綱領はこの問題でも抜本的回答をしめしている

 このように、いま起こっている「資本主義の限界」という議論、それと結びついた日本共産党への新しい注目は、一過性のものではなく、世界と日本の大きな変化を背景としたものであり、社会と経済の枠組みを根本から問う新しい時代が始まったことを予感させるものであります。こうした情勢の奥深い進展を大きくとらえて、それへの抜本的な回答をしめす綱領の立場を大いに語るときであります。

〈日本――民主的改革で「ルールある経済社会」を
世界――主権尊重の民主的な国際経済秩序を〉

 第一に、日本で、まずめざすべきは、資本主義の枠内での民主的改革であります。経済の分野では、「『ルールなき資本主義』の現状を打破し、……ヨーロッパの主要資本主義諸国や国際条約などの到達点も踏まえつつ、国民の生活と権利を守る『ルールある経済社会』をつくる」ことにあります。

 国際的には、綱領に明記している「多国籍企業の無責任な活動を規制し、地球環境を保護するとともに、一部の大国の経済的覇権主義をおさえ、すべての国の経済主権の尊重および平等・公平を基礎とする民主的な国際経済秩序の確立をめざす」という立場が重要になってきます。いま焦点となっている貧困、投機、環境などの問題の解決も、まずこうした立場にたって、国際社会が共同して多国籍企業・国際金融資本への規制をはかることが、強く求められます。また、すでに世界の現状とあわなくなっているIMF(国際通貨基金)、世界銀行、WTO(世界貿易機関)などの民主的改革も、重要な課題となっています。

〈地球的規模で資本主義の是非が問われる時代〉

 第二に、二十一世紀が、資本主義という社会体制のあり方が地球的規模で問われる時代となっていることであります。
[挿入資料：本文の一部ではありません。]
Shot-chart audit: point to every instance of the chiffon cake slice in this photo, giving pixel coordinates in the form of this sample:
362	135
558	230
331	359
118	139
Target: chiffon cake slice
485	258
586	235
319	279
 発達した資本主義の国々には、「世界と地球の管理能力」が問われています。これらの国々が、貧困、投機、環境などの問題に対して、資本主義のもとでぎりぎりの努力をすすめたとしても、その限界はおのずと明らかになり、そのなかから資本主義を乗り越えた新しい社会をめざす流れが成長してくるでしょう。

 資本主義の枠内では経済的発展の前途を開きえないでいる発展途上国のなかからは、ラテンアメリカの一連の国々に見られるように「新しい社会主義」への模索が始まっていますが、これらは選挙によって国民の多数の支持をえて社会主義をめざす人類史上初めての試みとして、注目すべきであります。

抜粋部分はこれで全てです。